Web服务有很多开源的框架，Paddle Serving当前集成了Flask框架，但这部分对用户不可见，在未来可能会提供性能更好的Web框架作为底层HTTP服务集成引擎。用户需要继承WebService，从而实现对rpc服务的输入输出进行加工的目的。

``` python
from paddle_serving_server.web_service import WebService
from imdb_reader import IMDBDataset
import sys


class IMDBService(WebService):
    def prepare_dict(self, args={}):
        if len(args) == 0:
            exit(-1)
        self.dataset = IMDBDataset()
        self.dataset.load_resource(args["dict_file_path"])

    def preprocess(self, feed={}, fetch=[]):
        if "words" not in feed:
            exit(-1)
        res_feed = {}
        res_feed["words"] = self.dataset.get_words_only(feed["words"])[0]
        return res_feed, fetch


imdb_service = IMDBService(name="imdb")
imdb_service.load_model_config(sys.argv[1])
imdb_service.prepare_server(
    workdir=sys.argv[2], port=int(sys.argv[3]), device="cpu")
imdb_service.prepare_dict({"dict_file_path": sys.argv[4]})
imdb_service.run_server()
```

`WebService`作为基类，提供将用户接受的HTTP请求转化为RPC输入的接口`preprocess`，同时提供对RPC请求返回的结果进行后处理的接口`postprocess`，继承`WebService`的子类，可以定义各种类型的成员函数。
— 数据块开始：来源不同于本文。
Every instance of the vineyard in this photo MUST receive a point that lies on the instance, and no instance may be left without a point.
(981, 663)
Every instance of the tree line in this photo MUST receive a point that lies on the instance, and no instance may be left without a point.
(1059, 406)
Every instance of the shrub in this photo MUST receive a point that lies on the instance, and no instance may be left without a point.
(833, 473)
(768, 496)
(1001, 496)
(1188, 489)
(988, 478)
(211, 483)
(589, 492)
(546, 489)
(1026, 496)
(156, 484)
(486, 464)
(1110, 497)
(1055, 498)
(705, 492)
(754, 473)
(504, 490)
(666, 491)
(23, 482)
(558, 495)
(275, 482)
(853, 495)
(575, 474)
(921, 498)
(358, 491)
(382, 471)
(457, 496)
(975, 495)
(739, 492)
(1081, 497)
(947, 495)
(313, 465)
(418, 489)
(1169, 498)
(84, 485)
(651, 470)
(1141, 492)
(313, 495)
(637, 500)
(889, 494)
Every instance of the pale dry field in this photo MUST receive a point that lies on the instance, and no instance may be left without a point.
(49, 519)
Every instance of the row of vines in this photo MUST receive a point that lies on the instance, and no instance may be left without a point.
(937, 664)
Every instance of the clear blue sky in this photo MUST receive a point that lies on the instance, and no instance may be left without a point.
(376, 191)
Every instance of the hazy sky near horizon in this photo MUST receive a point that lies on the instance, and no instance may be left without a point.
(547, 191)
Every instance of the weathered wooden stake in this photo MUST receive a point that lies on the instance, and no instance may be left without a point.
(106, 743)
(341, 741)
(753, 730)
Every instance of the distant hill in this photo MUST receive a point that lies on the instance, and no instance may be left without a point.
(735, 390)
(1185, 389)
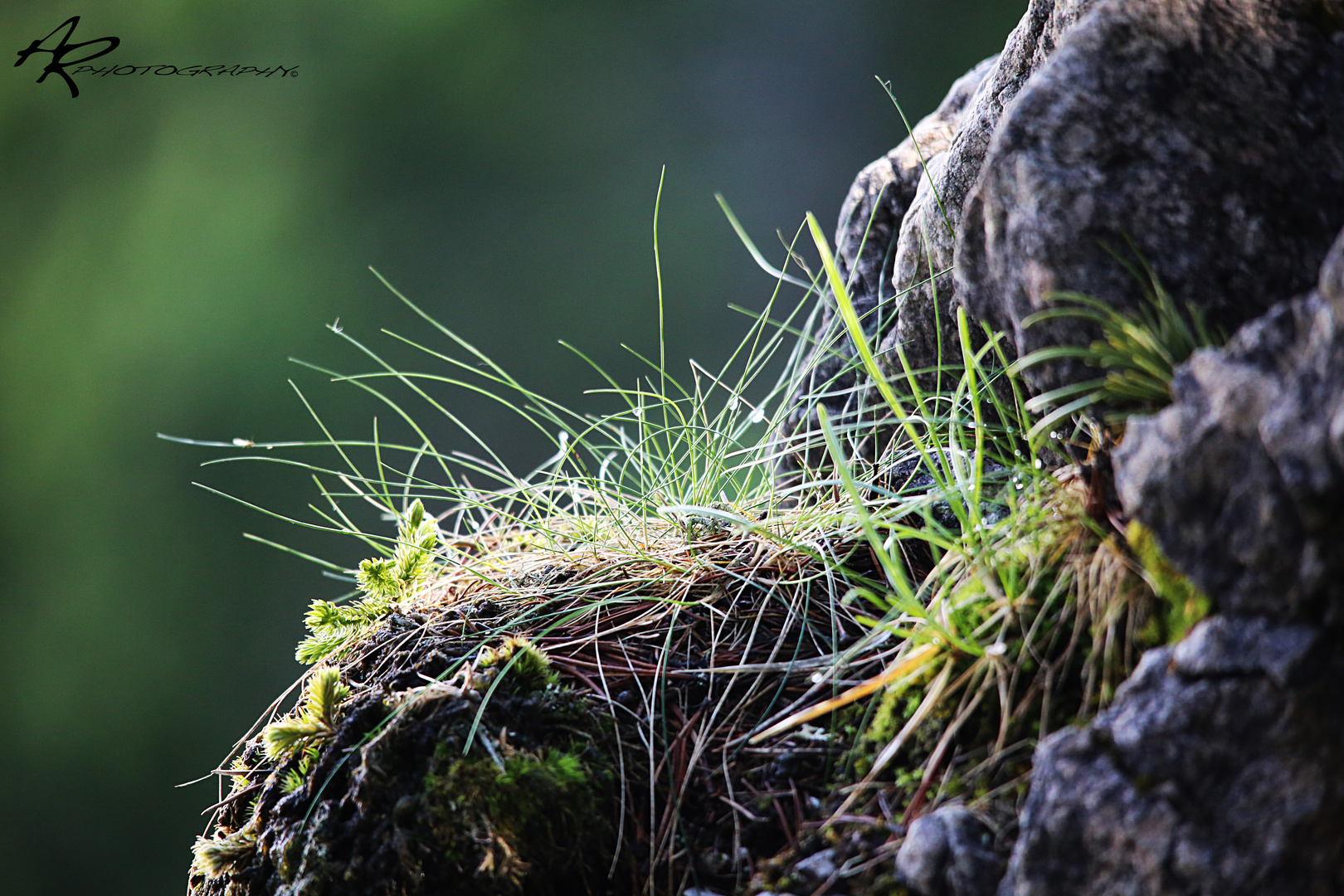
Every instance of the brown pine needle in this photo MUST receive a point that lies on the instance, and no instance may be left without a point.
(917, 657)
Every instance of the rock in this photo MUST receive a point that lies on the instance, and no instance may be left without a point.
(923, 278)
(1220, 646)
(913, 232)
(1195, 782)
(1242, 477)
(866, 242)
(1207, 134)
(947, 853)
(816, 868)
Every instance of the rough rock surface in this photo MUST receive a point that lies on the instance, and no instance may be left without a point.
(1205, 777)
(866, 246)
(1209, 134)
(1242, 479)
(923, 186)
(925, 251)
(947, 853)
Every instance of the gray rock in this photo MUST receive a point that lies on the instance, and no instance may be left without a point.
(947, 853)
(1213, 785)
(866, 243)
(816, 868)
(1224, 646)
(1242, 477)
(923, 186)
(1207, 132)
(925, 251)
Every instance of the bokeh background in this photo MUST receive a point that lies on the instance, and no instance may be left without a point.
(166, 243)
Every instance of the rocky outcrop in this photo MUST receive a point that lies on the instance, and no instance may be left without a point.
(947, 853)
(866, 253)
(925, 316)
(1242, 479)
(1203, 136)
(898, 231)
(1220, 770)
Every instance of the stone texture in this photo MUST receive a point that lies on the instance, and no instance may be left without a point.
(1209, 134)
(913, 232)
(947, 853)
(923, 278)
(866, 245)
(1242, 477)
(1200, 779)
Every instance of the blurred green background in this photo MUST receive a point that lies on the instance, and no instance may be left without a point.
(167, 242)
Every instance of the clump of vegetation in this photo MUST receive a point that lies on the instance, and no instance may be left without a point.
(219, 855)
(1137, 353)
(527, 666)
(316, 720)
(383, 582)
(893, 633)
(1181, 602)
(489, 820)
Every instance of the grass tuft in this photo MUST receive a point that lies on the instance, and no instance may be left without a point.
(916, 613)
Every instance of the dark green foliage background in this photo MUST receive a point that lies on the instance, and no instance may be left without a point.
(167, 242)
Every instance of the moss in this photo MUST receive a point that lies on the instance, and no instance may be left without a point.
(538, 821)
(526, 665)
(1181, 603)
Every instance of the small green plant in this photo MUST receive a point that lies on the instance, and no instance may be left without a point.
(226, 850)
(1181, 601)
(528, 668)
(296, 777)
(383, 581)
(1138, 353)
(316, 720)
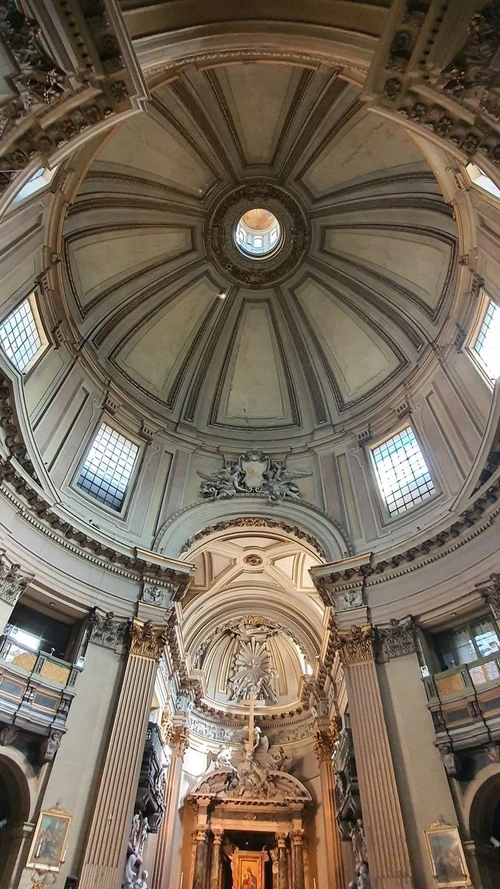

`WebService`的启动命令和普通RPC服务提供的启动API一致。

## 5. 未来计划

### 5.1 有向无环图结构定义开放
当前版本开放的python API仅支持用户定义Sequential类型的执行流，如果想要进行Server进程内复杂的计算，需要增加对应的用户API。

### 5.2 云端自动部署能力
为了方便用户更容易将Paddle的预测模型部署到线上，Paddle Serving在接下来的版本会提供Kubernetes生态下任务编排的工具。

### 5.3 向量检索、树结构检索
在推荐与广告场景的召回系统中，通常需要采用基于向量的快速检索或者基于树结构的快速检索，Paddle Serving会对这方面的检索引擎进行集成或扩展。